With U.S. COVID-19 cases surging again, and the country heading into a winter that officials have warned could be devastating, the White House appears more focused on drugs and vaccines that fight the virus rather than strategies to slow its spread.
That’s the takeaway from White House chief of staff Mark Meadows’ Sunday interview with CNN’s Jake Tapper. During their conversation, Meadows told Tapper that “we are not going to control the pandemic.”
“We are going to control the fact that we get vaccines, therapeutics and other mitigation areas," he added. Still, the administration is "making efforts to contain it,” Meadows said when pressed during the interview.
“What we need to do is make sure that we have the proper mitigation factors, whether it’s therapies or vaccines or treatments, to make sure that people don’t die from this,” Meadows said.

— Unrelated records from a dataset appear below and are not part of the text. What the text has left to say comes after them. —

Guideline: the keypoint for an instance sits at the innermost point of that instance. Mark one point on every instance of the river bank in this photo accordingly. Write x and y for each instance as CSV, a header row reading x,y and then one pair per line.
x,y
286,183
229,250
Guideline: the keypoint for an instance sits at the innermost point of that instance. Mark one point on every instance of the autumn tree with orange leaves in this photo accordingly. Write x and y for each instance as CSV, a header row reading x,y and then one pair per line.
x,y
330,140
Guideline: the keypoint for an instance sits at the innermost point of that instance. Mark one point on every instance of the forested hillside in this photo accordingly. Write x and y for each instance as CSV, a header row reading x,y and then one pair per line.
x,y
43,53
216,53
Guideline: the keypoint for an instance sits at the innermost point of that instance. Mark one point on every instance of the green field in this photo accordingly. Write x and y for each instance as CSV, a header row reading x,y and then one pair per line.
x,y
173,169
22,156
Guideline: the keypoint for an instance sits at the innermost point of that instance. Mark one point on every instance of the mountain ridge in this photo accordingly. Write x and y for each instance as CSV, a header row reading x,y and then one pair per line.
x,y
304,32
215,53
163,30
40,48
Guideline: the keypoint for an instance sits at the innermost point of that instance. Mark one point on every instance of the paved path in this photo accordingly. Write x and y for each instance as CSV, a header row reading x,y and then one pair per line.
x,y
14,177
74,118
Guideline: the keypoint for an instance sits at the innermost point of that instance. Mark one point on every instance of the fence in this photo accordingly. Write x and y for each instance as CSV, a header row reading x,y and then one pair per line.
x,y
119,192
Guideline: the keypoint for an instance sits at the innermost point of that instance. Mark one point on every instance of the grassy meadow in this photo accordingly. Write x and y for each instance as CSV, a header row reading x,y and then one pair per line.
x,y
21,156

The statements come as U.S. cases spike again, nearly hitting 68,954 on average during the past 7 days, according to the COVID Tracking Project. Tests are up to 1.1 million a day.
Our daily update is published. States reported 1.1 million tests, 65k cases, 42k currently hospitalized. The death toll was 337 today. pic.twitter.com/bJFHagHcaD— The COVID Tracking Project (@COVID19Tracking) October 25, 2020
Meanwhile, the presidential candidates have taken dramatically different stances on where the virus is heading in the coming months. President Donald Trump has repeatedly said the country is “rounding the turn” on the pandemic, while Democratic nominee Joe Biden said the U.S. in for a “dark winter.”

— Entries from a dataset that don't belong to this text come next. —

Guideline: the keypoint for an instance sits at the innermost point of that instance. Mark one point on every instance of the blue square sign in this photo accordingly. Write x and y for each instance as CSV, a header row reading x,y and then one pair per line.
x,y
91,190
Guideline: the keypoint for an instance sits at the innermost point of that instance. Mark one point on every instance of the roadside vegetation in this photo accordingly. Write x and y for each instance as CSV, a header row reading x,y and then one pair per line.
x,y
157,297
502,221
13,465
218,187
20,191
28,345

SPECIAL REPORT: The 20 most influential people in the fight against COVID-19
But even as cases rise, the massive research effort by the biopharma industry and others has already delivered promising drugs and vaccines in various stages of testing. Gilead’s Veklury, formerly known as remdesivir, has won the first full FDA drug approval in COVID-19 and is the standard of care for hospitalized patients. Still, some experts have reservations about the FDA’s move to approve the drug, given its mixed performance in clinical trials.
Separately, antibodies from Eli Lilly and Regeneron have shown promise as well and are under consideration for emergency use authorizations.
Several vaccines are in late-stage testing, and experts predict the first doses will be available in late 2020 or early 2021. Pfizer, Moderna, Johnson & Johnson, AstraZeneca and Novavax are trialing late-stage candidates.